Song of the Day #152 - Yuki Murata - a white bird

Invisible warm summer snow!!

https://www.youtube.com/watch?v=0eI9EsnMErM

I listen to a lot of genres of music (hip hop, trap, drill, bangers, g-funk, Kanye West, denpa) but none are more precious to me than this one, whatever one contains music like this. But also contains everything between this and world's end girlfriend on the metric of whatever element is actually in common. Not "Japanese". Something more. But I dunno. Maybe genre is the wrong term.

There's an aesthetic, though, or maybe some sort of sub-aesthetic, an underlying feeling that seems to motivate the creation and progression of all this sort of music. It isn't a feeling like an emotion, though... maybe more of a belief. It's in some of the music that is closest to me, and I feel it strongest in Matryoshka, who makes my actual favorite albums of all time.

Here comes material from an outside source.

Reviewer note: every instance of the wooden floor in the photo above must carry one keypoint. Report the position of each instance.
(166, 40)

It's kinda like... imagine you have a perfect world. Maybe you can't imagine that (it's actually very hard if you think about it in terms of detail) but try to imagine that you can imagine that. Okay, but now, can you imagine tension? Is there tension in an ideal world? Actually, is there even like... transition? Movement? Progress? Is perfection inherently static?

But no: that sucks: things need to move and have relation to one another. Or something. Like, even in a painting, your eye moves around. Uhh. I'm not sure where I'm going with this.

IN THIS SONG, though, when you hear the piano at the start, that's a perfect piano tone, and if you disagree with me you can get out. Every sound is perfect, and it feels like every sound is infinite, in that its perfection is not necessitated by the context of other sounds, or its duration, or whatever.

Ah, and then the strings come in, and there's movement, there's a sense that some positions are "incomplete" or that some sounds suggest others. This is something that's super intrinsic to music that I can't quite explain but I remember a section in Godel, Escher, Bach that talks about scales and the tonic and how you know when you're not in the tonic somewhat intrinsically, but I can't quite remember how it works... I'm at the point where I read GEB long enough ago that I don't remember the details of a lot of it, but I remember the general topics well, and I end up being like... absurdly uneducated lol. I'd reread it but I lent it to a friend.

ANYWAYS, if you want a super good example of the feeling that I think I remember him talking about, or at least the feeling that I want to talk about, listen to 2:40 of this song, where there's that key shift, and you know, there's something that's unresolved. It feels like you can't stay there. But then... you do! The song exits in the new key. That's I think the commonality among all this music I like so much. Some sense of resolution. It isn't always because of key shifts, of course...

I dunno, I don't think I can explain this very well. I hope at least the appeal of this specific song is self-evident. Augh, this "genre" is one of the big reasons I'm so hesitant to write top favorite music of all time-type lists. It's so hard to write about it, so hard to compare it to anything else, it's just... beyond magic for me.